On The Road With the Appleseed Project: Creating Liberty One Rifleman at a Time
by William Buppert
I spent the last weekend at the Phoenix Appleseed Shoot in Arizona with a number of fellow shooters. I came with my wife, five children and my other best friend in tow. We resembled the Beverly Hillbillies pulling into the campground in my F350 crew cab truck and trailer that should require harbor navigation skills (notice that I don’t advocate licensure) on Friday night the day before the shoot. We were exhausted but excited after the four-hour trip from southern Arizona. Almost three-dozen shooters showed up for the training which is a fairly respectable turn-out.

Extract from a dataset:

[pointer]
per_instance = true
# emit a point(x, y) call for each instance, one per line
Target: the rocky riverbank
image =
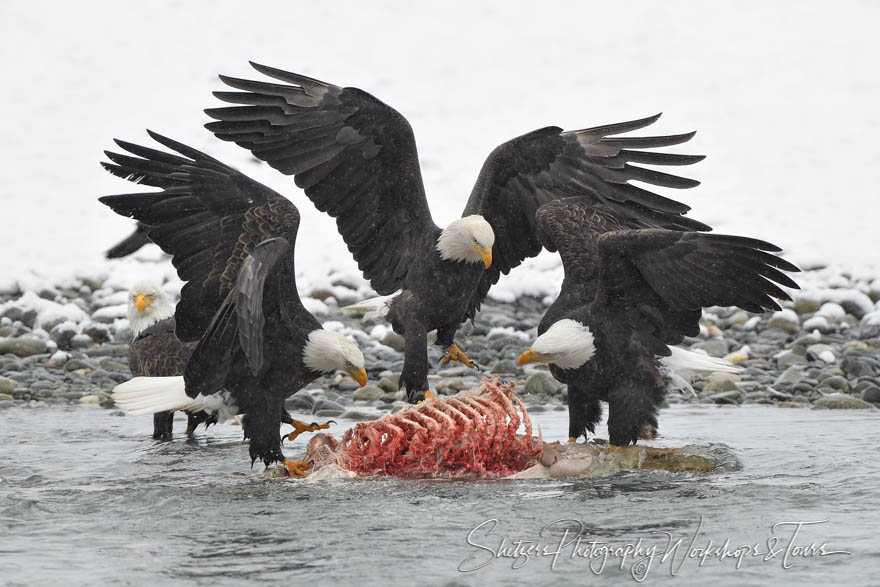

What is an Appleseed Shoot? Fred, the proprietor of Fred’s M14 Stocks and famous for long freedom polemics (in a print size old people can’t read) in Shotgun News, started and built the program. The Revolutionary War Veterans Association is an umbrella organization that was created to bridge the gap between the Founding of the nation and the present day through educational outreach. It started as a venture to bring history alive and revive the principles that animated our divorce from George III (the other George) from whence was born the Appleseed Project whose modest goal is to create one million new Riflemen in America. To wit:
“The Appleseed Program is designed to take you from being a simple rifle owner to being a true rifleman. All throughout American history, the rifleman has been defined as a marksman capable of hitting a man-sized target from 500 yards away – no ifs, ands or buts about it. This 500-yard range is traditionally known as “the rifleman’s quarter-mile”; a rifleman can hit just about any target he can see. This skill was particularly evident in the birth of our country, and was the difference in winning the Revolutionary War.”